高知県では、県経済の活性化に向けたトータルプランとして、平成21年に「高知県産業振興計画」を策定し、官民一丸となって取り組みを進めています。この計画の戦略の柱は「地産外商」です。人口構成上、今後も当分の間、本県の人口減少は続き、県内市場の規模も減少バイアスがかかり続けることが見込まれるため、内に閉じこもるのではなく、県外・海外の市場に高知県産のモノを売ることで、高知県にとっての外貨を獲得することを狙いとしています。

「地産外商」を進めるにあたっては、県外・海外市場に打って出ていくことができる付加価値の高いモノをつくること、つまり「地産の強化」が重要となります。そのためには、大きく分けて「持てる強みを生かす」「弱みをも強みに転じる」という二つのポイントがあると考えています。

一つ目の「持てる強みを生かす」という点では、本県には多くの農産物や水産物、豊富な森林資源があります。こうした強みを生かした一次産業を核として、この一次産業から派生する食品産業、ものづくり産業、観光産業といった産業群を重点的に支援しています。

二つ目の「弱みをも強みに転じる」という点では、例えば、本県は昔から台風や集中豪雨といった災害が多く、大地震も何度か経験しており、こうした自然災害への対策を通じて得たノウハウを生かして、防災関連産業の育成を進めています。
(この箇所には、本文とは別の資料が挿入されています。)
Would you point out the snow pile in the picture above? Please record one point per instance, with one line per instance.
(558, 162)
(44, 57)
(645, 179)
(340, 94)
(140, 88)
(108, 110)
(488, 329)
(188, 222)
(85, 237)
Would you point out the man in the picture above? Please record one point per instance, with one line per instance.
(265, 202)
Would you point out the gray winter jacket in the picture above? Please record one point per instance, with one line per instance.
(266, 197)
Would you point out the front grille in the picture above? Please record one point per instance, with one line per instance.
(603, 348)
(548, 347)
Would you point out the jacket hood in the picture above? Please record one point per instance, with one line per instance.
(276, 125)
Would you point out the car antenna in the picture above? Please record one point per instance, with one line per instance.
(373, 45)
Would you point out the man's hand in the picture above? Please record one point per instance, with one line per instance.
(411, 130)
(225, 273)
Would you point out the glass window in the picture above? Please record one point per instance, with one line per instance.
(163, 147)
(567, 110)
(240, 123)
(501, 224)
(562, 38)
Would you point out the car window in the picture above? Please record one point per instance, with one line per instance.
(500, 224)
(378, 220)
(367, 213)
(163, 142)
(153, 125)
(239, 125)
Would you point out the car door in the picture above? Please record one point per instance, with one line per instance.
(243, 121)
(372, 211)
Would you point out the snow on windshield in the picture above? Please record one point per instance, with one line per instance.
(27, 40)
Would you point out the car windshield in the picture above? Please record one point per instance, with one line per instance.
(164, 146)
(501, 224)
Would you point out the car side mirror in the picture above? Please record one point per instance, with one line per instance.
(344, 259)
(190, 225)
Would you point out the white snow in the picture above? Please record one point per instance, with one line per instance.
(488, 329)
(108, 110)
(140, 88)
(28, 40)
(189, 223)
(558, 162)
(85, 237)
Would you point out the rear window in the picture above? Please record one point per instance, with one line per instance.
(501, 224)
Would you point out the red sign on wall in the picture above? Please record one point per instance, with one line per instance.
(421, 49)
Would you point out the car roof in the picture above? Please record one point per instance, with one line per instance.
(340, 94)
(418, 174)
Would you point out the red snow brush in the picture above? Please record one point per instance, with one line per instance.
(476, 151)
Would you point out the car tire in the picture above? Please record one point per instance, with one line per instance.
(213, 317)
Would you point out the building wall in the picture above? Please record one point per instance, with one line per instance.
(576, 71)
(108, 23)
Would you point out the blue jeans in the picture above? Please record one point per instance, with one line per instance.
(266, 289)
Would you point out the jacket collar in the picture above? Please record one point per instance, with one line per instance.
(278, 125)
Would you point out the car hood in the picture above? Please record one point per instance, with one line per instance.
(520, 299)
さらに、よさこい発祥の地でありクリエイティブな人材が多いという本県の強みを生かして、立地が地理的条件に左右されないIT・コンテンツ関連産業の集積にも取り組んでいます。

併せて、「外商の強化」も重要となりますが、本県には小規模・零細事業者が多いため、東京など大都市への販路開拓が自力では困難な場合も多々あるという課題を抱えています。そのため、県内事業者が共同で使えるプラットホームを設置することで、販路開拓等の支援を行っています。例えば、食品分野では、高知県地産外商公社を設立して、商談会の開催や県外市場への売り込みのお手伝いをしていますし、ものづくり分野では、ものづくり地産地消・外商センターにおいて同様のお手伝いをしています。